Civil service hit by top-level retirements
The federal public service hiring watchdog acknowledges the government is finding it harder to replace senior bureaucrats amid an exodus of retiring civil servants.
Barrados told CBC News that hiring freezes in the 1990s have left a smaller pool inside the public service from which to draw new executives. She said the government will suffer if people are promoted without proper training and supports in place.
"I think what's really important is we don't want to put people in jobs that they can't do, move them up too fast so the individual fails," said Barrados, whose agency oversees the integrity of the civil service's hiring and promotion system.
"Nobody gains. The organization loses," she said.
John McWhinnie worked in the public service for exactly 35 years. Now retired, McWhinnie, a former assistant deputy minister, works as a leadership coach.
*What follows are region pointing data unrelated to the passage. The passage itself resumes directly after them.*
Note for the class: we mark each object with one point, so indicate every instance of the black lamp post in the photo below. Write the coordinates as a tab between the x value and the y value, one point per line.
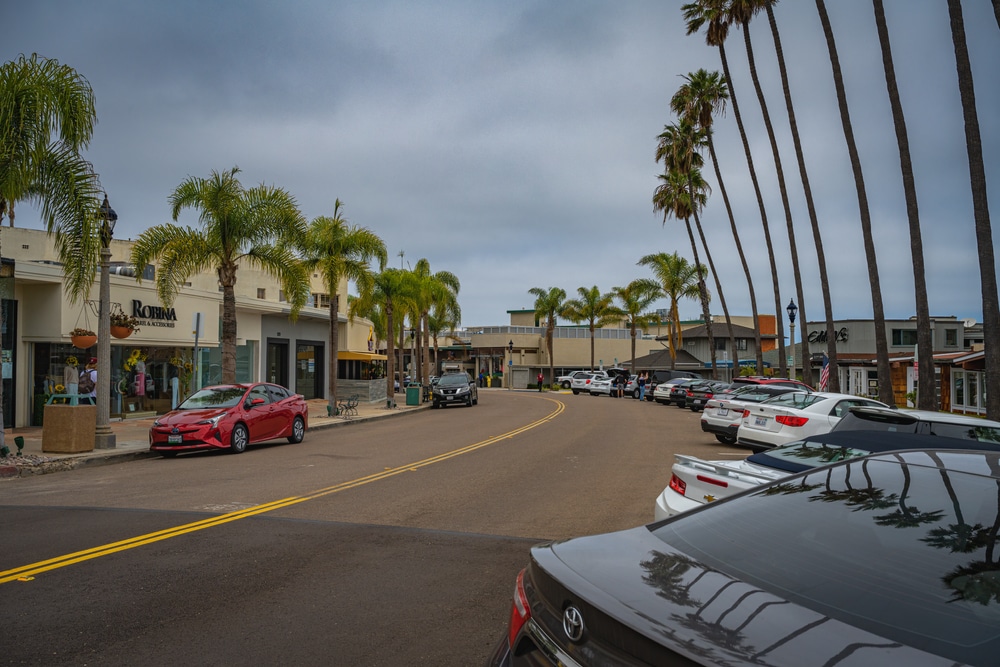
792	311
510	366
104	438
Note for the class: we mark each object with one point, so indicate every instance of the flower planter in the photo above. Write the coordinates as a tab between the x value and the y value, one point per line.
83	342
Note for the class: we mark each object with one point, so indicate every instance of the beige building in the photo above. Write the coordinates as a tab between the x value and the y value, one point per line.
148	367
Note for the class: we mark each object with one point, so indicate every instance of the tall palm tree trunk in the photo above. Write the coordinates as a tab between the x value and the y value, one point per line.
926	394
881	344
743	261
783	190
980	208
778	320
703	293
824	281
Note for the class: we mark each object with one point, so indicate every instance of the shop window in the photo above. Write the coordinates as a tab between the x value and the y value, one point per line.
906	337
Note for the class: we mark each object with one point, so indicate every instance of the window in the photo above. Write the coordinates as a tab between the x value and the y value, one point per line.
904	336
He told CBC News that people are being moved up quickly to replace retirees like him.
"It's a risk," he said. "I have seen people promoted ahead of their time, and it causes problems for them and for the organization."
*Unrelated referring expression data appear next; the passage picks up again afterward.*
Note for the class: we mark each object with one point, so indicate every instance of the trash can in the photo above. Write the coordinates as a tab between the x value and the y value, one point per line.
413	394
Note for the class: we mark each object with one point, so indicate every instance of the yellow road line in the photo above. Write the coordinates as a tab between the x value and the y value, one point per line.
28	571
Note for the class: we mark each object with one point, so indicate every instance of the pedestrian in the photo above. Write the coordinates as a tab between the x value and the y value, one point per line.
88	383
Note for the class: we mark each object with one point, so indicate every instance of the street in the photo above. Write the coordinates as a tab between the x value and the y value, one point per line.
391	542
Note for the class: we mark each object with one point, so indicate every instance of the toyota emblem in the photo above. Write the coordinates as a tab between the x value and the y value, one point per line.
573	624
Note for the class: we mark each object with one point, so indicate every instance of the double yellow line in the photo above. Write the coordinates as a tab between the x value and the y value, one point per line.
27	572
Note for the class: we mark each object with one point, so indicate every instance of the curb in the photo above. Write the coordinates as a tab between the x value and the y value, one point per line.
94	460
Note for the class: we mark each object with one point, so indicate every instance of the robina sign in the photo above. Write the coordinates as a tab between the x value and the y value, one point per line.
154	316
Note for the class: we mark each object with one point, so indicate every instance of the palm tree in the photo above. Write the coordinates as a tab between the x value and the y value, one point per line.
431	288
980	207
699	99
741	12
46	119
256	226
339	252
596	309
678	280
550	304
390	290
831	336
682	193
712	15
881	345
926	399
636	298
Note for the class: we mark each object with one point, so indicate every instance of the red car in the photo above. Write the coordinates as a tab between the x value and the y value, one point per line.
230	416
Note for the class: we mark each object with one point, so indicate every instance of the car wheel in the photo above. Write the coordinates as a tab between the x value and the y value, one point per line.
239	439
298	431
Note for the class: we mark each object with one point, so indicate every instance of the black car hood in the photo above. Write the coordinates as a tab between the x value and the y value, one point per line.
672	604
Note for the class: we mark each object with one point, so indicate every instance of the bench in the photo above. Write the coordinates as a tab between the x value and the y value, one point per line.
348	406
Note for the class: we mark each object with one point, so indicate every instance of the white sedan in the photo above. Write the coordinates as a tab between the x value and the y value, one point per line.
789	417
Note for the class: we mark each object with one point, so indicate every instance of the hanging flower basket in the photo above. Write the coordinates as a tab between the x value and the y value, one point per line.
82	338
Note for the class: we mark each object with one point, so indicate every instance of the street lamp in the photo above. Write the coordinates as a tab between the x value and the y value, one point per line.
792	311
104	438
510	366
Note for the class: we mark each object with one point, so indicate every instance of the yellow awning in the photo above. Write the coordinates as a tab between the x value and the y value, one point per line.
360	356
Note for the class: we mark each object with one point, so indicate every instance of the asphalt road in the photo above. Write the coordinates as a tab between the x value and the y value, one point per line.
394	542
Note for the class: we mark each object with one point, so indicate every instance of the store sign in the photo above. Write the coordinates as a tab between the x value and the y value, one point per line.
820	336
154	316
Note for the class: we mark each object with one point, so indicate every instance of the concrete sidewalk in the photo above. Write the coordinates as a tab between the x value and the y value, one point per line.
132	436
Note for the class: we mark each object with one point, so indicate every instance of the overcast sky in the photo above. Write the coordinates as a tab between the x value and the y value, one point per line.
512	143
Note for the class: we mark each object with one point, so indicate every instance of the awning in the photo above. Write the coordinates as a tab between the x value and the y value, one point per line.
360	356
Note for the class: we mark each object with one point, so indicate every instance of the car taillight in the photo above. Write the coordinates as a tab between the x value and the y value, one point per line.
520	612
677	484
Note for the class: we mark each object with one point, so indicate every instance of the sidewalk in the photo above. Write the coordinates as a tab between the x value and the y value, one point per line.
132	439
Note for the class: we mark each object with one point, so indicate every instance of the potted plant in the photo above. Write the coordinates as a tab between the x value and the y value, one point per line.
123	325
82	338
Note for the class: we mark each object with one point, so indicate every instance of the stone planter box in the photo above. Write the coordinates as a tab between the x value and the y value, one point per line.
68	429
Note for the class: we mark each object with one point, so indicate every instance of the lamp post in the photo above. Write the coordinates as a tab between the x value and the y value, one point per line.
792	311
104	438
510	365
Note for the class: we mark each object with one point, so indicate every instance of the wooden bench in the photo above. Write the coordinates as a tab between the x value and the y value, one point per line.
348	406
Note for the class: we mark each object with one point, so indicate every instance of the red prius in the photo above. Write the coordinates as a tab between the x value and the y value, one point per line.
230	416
Government plans downsizing
Treasury Board President Stockwell Day, the minister in-charge of the federal bureaucracy, said training and developing the public service will continue, even with looming cuts to departmental budgets.
"We do not see deficiencies there that will be unmanageable," he said. "We have good professional managers there. We have a number of very good mechanisms in place to make sure that programs that need to be delivered will continue to be delivered."
Day said no hiring freeze is planned, but added federal departments will be downsizing and departmental managers will have to decide where to cut.